Last modified: 2013-06-12 00:25:29 UTC
We should amortize per-request overheads by batching API requests. AFAIK there is no generic batching support in the API currently, and adding it would probably be a bit too time-consuming for now. Instead we can add a unique string as a separator, for example something like <nowiki>d41d8cd98f00b204e9800998ecf8427e</nowiki> This would work for for action=expandtemplates and action=parse which are the main workarounds we currently use. In the longer term we should switch to explicit methods that don't involve parsing wikitext, which is probably also a good moment to add real batching support. Decisions about batch sizes could be based on wikitext source size initially (based on the assumption that templates with a bazillion parameters also take longer to expand). A fixed number of templates per batch would be another simple alternative. Really fancy batching could use stats of previous processing times (returned by the PHP preprocessor per transclusion and stored in HTML). Ideally we would also enforce separation between batched requests to avoid non-deterministic behavior for stateful extensions.

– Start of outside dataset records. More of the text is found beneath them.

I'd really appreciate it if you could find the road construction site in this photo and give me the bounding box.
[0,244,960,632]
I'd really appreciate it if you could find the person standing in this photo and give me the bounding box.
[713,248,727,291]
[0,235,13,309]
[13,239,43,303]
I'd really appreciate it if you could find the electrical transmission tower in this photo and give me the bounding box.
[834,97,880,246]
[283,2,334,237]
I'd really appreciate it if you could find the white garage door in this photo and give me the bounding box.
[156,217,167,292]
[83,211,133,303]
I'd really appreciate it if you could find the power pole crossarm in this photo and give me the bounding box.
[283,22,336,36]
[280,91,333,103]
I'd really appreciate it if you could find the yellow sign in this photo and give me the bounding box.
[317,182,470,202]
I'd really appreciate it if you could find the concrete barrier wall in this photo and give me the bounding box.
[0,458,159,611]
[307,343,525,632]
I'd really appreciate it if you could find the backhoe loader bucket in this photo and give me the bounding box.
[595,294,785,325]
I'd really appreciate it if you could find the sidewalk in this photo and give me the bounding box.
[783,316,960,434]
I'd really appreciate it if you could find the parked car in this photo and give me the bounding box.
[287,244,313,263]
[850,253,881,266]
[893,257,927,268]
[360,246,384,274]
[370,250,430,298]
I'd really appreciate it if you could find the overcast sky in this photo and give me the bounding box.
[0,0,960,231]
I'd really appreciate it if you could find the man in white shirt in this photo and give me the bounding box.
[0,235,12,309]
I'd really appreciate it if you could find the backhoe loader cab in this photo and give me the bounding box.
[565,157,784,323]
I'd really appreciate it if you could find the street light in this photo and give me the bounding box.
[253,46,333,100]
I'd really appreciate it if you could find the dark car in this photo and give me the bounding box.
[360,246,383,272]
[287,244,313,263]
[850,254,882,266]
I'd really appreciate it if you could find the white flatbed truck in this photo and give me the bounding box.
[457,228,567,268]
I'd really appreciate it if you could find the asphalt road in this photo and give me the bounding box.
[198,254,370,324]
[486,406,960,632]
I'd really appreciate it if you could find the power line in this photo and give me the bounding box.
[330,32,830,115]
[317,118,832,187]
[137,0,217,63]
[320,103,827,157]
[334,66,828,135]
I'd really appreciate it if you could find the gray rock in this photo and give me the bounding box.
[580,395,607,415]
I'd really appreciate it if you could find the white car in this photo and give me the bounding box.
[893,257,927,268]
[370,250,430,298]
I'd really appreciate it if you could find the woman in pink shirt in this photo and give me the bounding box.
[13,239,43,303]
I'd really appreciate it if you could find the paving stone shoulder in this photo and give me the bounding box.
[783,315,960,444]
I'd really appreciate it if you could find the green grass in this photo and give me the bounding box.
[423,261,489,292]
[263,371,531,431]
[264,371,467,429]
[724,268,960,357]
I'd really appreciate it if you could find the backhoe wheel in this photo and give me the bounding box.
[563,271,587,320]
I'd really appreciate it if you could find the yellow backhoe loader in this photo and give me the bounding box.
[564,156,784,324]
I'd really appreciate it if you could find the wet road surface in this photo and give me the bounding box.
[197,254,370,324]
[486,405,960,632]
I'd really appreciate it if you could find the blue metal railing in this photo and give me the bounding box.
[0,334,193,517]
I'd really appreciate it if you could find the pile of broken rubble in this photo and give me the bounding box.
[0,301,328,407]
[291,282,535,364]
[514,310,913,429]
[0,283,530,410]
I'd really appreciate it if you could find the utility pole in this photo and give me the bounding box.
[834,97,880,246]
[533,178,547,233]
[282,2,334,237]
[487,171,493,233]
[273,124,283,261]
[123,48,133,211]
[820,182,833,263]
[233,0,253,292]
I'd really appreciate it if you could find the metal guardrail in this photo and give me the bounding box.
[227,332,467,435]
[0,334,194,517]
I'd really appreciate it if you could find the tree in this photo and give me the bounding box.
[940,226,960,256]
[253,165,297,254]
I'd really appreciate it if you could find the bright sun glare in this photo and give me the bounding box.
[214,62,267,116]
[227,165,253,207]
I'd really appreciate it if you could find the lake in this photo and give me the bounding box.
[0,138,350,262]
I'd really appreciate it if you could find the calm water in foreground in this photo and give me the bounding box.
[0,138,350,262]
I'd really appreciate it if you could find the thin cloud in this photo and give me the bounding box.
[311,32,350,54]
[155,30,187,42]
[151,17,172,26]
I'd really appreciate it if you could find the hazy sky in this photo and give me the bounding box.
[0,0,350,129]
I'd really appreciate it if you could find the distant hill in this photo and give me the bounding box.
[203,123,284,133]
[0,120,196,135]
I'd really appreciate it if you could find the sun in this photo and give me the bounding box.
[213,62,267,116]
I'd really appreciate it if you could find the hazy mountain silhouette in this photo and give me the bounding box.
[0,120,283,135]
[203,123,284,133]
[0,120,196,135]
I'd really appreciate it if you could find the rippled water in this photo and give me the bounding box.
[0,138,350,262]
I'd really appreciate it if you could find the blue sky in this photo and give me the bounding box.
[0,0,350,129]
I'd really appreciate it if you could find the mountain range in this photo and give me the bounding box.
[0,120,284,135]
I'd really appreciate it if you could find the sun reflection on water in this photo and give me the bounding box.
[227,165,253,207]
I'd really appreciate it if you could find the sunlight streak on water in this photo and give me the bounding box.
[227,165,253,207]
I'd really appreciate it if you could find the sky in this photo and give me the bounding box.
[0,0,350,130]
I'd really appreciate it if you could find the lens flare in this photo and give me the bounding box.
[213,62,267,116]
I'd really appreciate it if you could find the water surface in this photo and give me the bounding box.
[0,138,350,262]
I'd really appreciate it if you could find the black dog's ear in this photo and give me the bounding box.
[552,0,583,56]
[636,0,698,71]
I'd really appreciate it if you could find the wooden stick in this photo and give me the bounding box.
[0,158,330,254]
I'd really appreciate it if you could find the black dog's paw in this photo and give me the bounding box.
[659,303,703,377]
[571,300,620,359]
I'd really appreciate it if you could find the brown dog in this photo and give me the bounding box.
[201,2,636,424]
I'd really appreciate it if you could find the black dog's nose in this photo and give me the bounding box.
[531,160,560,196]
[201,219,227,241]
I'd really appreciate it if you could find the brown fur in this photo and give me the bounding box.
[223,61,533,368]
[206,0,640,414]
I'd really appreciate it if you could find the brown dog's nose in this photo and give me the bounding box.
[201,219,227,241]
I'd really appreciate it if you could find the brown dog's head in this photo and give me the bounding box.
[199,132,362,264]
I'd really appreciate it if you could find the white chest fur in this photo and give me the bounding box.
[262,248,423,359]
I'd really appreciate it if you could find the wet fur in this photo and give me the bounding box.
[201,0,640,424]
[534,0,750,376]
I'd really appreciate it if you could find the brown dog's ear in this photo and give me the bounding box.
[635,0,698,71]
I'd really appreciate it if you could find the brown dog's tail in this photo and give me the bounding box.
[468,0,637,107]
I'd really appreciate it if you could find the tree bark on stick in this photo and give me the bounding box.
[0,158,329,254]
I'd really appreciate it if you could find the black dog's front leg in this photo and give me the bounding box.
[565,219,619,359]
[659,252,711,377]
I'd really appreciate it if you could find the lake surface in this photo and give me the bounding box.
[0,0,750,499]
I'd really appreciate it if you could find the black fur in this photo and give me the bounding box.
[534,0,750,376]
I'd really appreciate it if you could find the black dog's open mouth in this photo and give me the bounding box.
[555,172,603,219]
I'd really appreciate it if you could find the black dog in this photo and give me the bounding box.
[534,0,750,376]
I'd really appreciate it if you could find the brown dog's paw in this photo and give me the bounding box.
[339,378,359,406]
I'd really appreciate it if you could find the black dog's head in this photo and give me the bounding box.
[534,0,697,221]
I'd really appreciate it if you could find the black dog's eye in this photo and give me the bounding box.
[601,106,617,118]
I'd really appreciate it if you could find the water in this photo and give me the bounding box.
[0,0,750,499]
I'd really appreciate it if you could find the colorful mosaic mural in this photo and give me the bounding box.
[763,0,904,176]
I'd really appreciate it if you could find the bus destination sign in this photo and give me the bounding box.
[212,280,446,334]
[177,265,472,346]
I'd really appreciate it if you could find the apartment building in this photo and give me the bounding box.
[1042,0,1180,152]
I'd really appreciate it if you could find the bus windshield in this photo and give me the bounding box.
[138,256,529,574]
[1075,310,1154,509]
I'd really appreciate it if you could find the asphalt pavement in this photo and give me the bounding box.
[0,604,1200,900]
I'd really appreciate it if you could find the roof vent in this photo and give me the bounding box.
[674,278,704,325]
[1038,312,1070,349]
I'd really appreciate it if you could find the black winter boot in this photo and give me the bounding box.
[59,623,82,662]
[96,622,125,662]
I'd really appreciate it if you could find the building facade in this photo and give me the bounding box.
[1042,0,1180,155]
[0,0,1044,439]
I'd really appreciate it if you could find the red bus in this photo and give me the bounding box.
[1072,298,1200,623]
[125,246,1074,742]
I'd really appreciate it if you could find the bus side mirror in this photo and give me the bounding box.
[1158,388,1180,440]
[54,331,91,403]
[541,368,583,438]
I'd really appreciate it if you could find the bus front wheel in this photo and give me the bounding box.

action=query was built specifically to support batching, but other actions might choose not to implement it. Could you give a very specific example of * How the final api request should look like? * What do you expect in return.
For us, the main use cases are template expansion using the PHP preprocessor and the expansion of extension tags. Currently, both of these are only available with a detour through the PHP parser (action=expandtemplates and action=parse respectively), so we'd like to add direct API end points to perform these actions. A general batching mechanism would probably accept a posted JSON array with each member being an object containing the API arguments for one action (action etc). The return value would be a JSON array with results corresponding to the request array. Instead of relying on positions in an array the client could also supply UIDs for requests which are then mirrored in the result. This could be achieved with an reqid member in each request object. The problem with general batching is that state in MediaWiki is not very well defined. Several extensions for example keep internal state between calls to tag hooks, and resetting that state between individual requests in a batch would probably produce a similar overhead as the regular per-request setup (30+ms). In Parsoid, we can work around this issue for our specific use cases by maintaining a whitelist of stateless extensions which can be mixed in a batch without producing non-deterministic output. Non-whitelisted extensions would need to be expanded in a single action=parse request containing all extension tags for that particular extension in page order.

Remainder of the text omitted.